Trudy opens the back door and walks out. The man doesn’t hear her because the damned blower is still going somewhere in the front of the house. Trudy has to walk farther into the garden, and it’s then that she sees he’s fastened columns of white string to the garage wall, from soil to roof as Brian did every December — a place for the sweet peas to go is how Brian explained it. “They like to know what’s ahead for them,” he always said with a grin. “Don’t we all?”
“What are you doing!?” She tries to raise her voice over the mechanical drone, but the man doesn’t hear her. “Hello!” She doesn’t know his name. She’s never seen him before. Or she’s never noticed him. As she walks farther into the yard she sees that he’s young, probably in his thirties, and he wears a red sweatshirt that says ARMANDO’S HOME GARDENS across the back.
“Armando!” By now she’s yelling and then, suddenly, the whine from the leaf blower cuts off and she finds herself standing two feet from this strange man screaming his name.

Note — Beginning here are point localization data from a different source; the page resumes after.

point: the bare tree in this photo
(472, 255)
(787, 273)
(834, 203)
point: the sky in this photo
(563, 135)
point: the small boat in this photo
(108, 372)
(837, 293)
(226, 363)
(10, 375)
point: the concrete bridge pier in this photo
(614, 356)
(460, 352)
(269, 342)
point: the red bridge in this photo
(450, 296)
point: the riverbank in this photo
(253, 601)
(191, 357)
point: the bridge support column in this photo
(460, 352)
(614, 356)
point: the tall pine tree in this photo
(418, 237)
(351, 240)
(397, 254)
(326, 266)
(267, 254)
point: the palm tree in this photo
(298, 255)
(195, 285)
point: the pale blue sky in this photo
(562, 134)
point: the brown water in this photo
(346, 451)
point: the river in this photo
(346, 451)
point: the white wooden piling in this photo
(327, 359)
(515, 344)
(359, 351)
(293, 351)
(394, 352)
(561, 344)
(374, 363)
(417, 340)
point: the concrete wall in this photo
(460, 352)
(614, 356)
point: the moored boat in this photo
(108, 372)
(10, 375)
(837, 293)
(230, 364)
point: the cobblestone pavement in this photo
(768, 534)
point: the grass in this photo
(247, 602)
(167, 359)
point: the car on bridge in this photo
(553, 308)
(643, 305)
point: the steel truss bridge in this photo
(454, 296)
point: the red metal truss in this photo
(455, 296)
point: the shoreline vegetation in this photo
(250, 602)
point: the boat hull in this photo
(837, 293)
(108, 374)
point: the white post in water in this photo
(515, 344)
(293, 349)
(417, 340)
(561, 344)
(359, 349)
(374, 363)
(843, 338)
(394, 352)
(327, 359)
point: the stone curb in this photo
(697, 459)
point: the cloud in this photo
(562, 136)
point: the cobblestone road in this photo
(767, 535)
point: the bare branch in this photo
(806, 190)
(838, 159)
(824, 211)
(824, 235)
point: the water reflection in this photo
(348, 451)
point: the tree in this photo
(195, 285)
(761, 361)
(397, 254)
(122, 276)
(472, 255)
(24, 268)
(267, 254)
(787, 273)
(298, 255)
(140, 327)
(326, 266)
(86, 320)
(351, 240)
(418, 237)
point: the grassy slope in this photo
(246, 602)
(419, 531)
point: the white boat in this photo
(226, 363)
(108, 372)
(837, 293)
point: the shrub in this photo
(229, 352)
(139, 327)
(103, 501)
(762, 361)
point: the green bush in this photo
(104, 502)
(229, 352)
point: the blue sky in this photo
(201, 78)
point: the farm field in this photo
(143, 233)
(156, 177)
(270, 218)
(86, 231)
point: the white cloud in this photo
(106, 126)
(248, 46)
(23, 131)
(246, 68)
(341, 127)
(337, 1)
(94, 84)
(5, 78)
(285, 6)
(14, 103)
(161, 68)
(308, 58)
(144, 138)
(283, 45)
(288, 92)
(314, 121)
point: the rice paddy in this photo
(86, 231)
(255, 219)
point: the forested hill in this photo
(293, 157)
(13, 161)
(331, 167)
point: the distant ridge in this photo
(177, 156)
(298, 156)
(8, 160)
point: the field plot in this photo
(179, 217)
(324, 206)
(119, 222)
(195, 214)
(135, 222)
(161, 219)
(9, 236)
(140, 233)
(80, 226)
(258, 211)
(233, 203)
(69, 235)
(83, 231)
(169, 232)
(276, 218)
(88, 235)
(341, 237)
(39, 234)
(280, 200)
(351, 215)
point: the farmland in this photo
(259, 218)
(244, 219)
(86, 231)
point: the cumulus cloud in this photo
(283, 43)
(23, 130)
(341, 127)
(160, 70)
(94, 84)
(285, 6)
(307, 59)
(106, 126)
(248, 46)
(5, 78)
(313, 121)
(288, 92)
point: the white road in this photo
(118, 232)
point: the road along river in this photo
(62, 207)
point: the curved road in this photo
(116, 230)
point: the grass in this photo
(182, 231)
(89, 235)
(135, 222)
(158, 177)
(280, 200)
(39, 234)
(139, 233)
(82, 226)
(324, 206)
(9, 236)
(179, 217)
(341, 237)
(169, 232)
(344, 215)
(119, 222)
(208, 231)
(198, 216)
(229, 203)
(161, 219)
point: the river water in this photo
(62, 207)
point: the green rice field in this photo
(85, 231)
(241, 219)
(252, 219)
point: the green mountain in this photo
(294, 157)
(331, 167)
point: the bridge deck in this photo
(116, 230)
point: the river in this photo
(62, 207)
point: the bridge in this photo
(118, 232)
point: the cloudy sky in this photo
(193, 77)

He scrambles to his feet. “Mrs. Dugan …” And they look at each other. He sees a small, middle-aged woman with salt-and-pepper hair flying every which way as if she’s just gotten out of bed and rumpled clothes as if she had slept in them and a face full of sorrow. That’s what he notices first — the sorrow.
She sees a broad, open face and thick, straight black hair cut short. Hispanic, Latino, she’s not sure which is the proper term these days. But it’s his eyes that hold her — they’re full of concern.

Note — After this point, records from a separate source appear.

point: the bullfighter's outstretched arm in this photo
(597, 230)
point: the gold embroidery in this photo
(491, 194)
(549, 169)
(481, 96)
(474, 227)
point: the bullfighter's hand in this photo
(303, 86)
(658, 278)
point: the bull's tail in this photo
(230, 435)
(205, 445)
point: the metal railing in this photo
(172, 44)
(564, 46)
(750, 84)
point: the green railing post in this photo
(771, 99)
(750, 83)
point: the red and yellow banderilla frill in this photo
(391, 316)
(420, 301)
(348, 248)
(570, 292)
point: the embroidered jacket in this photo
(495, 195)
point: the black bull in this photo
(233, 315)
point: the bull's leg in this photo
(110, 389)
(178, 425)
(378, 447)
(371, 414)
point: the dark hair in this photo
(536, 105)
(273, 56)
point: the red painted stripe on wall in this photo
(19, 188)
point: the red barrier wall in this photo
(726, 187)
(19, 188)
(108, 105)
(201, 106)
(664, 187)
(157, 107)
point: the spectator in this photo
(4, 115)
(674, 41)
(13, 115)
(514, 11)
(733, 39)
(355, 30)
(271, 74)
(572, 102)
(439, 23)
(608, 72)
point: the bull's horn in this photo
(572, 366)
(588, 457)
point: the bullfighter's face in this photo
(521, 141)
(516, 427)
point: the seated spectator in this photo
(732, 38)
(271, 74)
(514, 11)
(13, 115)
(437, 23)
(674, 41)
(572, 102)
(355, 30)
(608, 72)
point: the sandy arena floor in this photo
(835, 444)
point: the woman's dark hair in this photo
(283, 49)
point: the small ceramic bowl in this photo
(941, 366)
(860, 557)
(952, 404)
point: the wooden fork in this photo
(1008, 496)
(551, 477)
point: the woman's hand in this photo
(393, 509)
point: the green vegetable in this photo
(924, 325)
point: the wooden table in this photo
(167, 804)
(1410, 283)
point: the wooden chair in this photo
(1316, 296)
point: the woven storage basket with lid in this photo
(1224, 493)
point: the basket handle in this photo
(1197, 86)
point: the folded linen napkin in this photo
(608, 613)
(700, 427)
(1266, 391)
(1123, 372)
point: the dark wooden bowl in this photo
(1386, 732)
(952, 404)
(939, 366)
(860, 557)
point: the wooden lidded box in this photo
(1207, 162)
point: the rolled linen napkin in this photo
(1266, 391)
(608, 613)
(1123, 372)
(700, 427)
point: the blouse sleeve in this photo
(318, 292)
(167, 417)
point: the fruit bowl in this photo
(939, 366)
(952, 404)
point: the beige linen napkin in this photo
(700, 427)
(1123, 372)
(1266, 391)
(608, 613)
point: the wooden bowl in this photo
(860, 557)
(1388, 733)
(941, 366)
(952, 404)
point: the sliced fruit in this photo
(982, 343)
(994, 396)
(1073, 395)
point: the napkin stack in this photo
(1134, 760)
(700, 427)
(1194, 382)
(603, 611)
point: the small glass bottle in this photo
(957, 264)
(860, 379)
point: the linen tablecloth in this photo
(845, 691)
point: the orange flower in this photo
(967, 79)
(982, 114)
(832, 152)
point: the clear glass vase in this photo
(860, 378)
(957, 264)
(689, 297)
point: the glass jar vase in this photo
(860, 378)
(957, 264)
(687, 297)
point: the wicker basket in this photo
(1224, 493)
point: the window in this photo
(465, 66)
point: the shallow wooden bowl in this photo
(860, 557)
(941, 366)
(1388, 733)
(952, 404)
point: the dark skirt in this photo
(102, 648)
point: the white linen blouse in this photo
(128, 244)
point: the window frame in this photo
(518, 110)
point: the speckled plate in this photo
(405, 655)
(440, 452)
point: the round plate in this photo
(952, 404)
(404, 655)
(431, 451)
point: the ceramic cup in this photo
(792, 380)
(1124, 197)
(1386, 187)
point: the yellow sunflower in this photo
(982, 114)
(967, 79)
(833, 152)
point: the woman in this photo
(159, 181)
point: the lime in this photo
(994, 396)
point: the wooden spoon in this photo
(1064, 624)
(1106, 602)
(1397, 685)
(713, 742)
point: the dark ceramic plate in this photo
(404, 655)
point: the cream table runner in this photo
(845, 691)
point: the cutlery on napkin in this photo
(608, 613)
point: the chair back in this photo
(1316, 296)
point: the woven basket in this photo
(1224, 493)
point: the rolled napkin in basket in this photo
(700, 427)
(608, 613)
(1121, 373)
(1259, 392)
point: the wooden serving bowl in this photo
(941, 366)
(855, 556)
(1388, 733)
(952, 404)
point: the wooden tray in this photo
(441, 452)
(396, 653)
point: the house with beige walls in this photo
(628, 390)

“I was sorry to hear about Mr. Brian. I haven’t seen you before to tell you.”
“You speak perfect English.”
He shrugs — it’s not quite true, he worries about his English still — and she wonders if she offended him. “Were you born here?”
“No, Mexico. I came when I was thirteen.”
Trudy looks at the garage wall, the sweet pea seedlings in the rich, brown dirt. “Brian always …” she starts and then can’t continue.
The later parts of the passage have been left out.